Consumidora aciona Justiça e vence ação contra WePink de Virginia Fonseca por produtos não entregues
Uma consumidora de Alagoinhas, no leste da Bahia, obteve decisão favorável na Justiça contra a WePink, marca ligada à influenciadora Virginia Fonseca, após não receber todos os produtos adquiridos em uma compra online.
Segundo o processo, a cliente comprou sete itens — entre eles três body splashes, uma colônia, produtos capilares e hidratantes — pelo valor total de R$ 339,55. No entanto, apenas dois produtos chegaram ao endereço informado.
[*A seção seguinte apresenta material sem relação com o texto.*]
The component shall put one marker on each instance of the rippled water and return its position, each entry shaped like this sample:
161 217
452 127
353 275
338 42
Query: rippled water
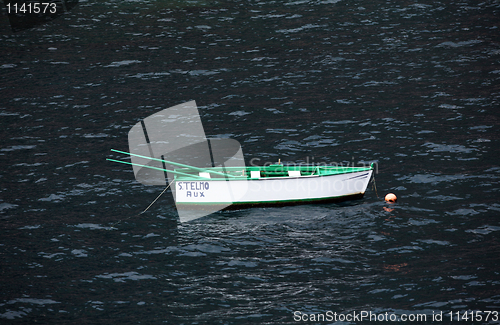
412 86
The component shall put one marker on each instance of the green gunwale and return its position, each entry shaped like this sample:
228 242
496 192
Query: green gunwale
266 172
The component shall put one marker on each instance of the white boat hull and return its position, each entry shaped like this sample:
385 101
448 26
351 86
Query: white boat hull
271 191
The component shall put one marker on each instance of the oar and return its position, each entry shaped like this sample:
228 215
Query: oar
176 164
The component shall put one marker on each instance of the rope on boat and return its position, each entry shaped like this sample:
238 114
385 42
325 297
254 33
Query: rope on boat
157 198
375 186
149 206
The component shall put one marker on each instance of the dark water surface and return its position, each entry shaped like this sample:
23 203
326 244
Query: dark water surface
413 86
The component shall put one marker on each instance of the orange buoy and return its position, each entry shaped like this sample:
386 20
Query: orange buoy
391 198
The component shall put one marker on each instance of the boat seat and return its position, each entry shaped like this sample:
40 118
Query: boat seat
255 174
204 174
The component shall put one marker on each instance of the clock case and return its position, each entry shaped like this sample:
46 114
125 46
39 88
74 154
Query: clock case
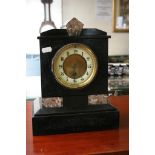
76 114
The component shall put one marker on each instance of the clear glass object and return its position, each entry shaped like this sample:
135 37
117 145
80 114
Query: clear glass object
47 24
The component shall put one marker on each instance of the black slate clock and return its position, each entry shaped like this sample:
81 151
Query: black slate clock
73 68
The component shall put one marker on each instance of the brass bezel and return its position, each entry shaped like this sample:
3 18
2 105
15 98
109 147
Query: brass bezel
77 85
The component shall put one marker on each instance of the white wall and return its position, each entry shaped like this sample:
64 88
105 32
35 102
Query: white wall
85 10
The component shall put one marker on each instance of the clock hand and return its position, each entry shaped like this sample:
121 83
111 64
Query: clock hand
74 66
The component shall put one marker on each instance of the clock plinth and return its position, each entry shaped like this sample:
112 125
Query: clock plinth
73 119
73 67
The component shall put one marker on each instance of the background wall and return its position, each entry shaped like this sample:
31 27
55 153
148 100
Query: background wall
85 11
Ela afirmou que realizou o pagamento via Pix porque a plataforma indicava maior agilidade na entrega.
Ainda conforme relatado nos autos, a consumidora tentou resolver o problema administrativamente e registrou reclamação no site Reclame Aqui, mas não conseguiu solução. Parte dos produtos, segundo ela, seria destinada como presente para a mãe.
Decisão judicial
Ao analisar o caso, o juiz Augusto Yuzo Jouti entendeu que houve falha na prestação do serviço. Na decisão, o magistrado destacou que a empresa assumiu o compromisso de entregar os produtos mediante pagamento antecipado, o que não ocorreu.
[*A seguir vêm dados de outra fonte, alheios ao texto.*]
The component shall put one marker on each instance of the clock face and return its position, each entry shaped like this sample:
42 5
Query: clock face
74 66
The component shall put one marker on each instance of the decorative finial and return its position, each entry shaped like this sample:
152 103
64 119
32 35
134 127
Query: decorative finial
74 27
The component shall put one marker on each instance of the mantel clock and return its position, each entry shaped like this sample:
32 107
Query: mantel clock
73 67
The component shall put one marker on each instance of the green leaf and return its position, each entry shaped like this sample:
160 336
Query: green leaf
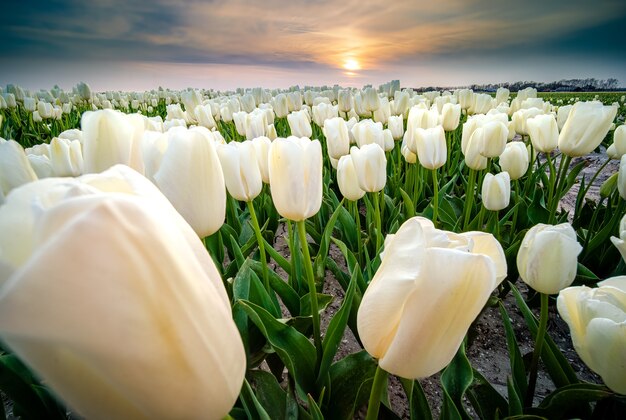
335 331
456 379
571 401
269 393
515 356
418 404
487 402
409 206
251 404
351 381
294 349
558 367
30 400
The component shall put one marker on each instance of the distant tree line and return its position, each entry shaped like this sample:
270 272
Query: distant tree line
564 85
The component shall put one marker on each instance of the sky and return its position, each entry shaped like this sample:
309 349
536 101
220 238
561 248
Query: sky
219 44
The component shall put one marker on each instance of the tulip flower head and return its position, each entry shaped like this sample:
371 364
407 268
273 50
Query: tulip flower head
548 257
429 288
102 260
597 322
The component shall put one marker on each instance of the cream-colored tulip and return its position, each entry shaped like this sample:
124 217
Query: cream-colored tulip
429 288
396 125
430 147
547 258
107 253
450 116
262 149
621 178
348 180
191 177
368 132
241 170
597 322
370 164
620 243
496 191
337 137
544 132
295 169
515 159
585 128
15 168
300 124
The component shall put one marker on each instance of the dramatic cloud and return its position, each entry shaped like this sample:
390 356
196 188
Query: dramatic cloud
306 35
O juiz fundamentou a sentença no artigo 14 do Código de Defesa do Consumidor, que estabelece a responsabilidade objetiva do fornecedor, independentemente de culpa. Segundo a decisão, aplica-se a teoria do risco do negócio, cabendo à empresa arcar com os prejuízos decorrentes da falha.
Com isso, o magistrado determinou a restituição de R$ 274,45 referentes aos itens não entregues. Além disso, fixou indenização por danos morais no valor de R$ 600, ao considerar que a situação gerou transtornos que ultrapassam mero aborrecimento.
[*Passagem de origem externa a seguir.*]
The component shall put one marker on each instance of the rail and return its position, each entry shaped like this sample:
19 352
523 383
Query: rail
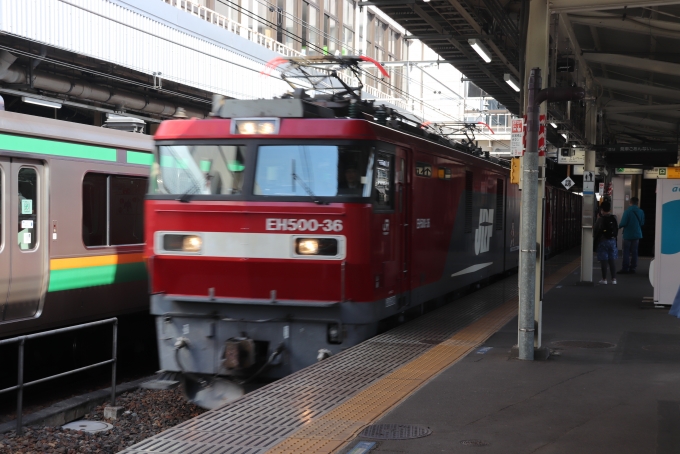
22 342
A reportagem procurou a WePink, mas não obteve retorno até a publicação desta matéria. O espaço permanece aberto para manifestação.
Acordo com o Ministério Público
Em novembro do ano passado, a WePink firmou acordo com o Ministério Público de Goiás (MPGO) para retomar a realização de transmissões ao vivo de vendas apenas após comprovar estoque suficiente para atender à demanda.
Conforme divulgado pelo portal Metrópoles, o acordo foi homologado pela Justiça de Goiás e prevê ajustes na política comercial da empresa, com o compromisso de garantir o cumprimento das entregas realizadas durante as vendas online.
O caso reforça a importância do cumprimento das normas de proteção ao consumidor e do direito à reparação em situações de falha na prestação de serviços.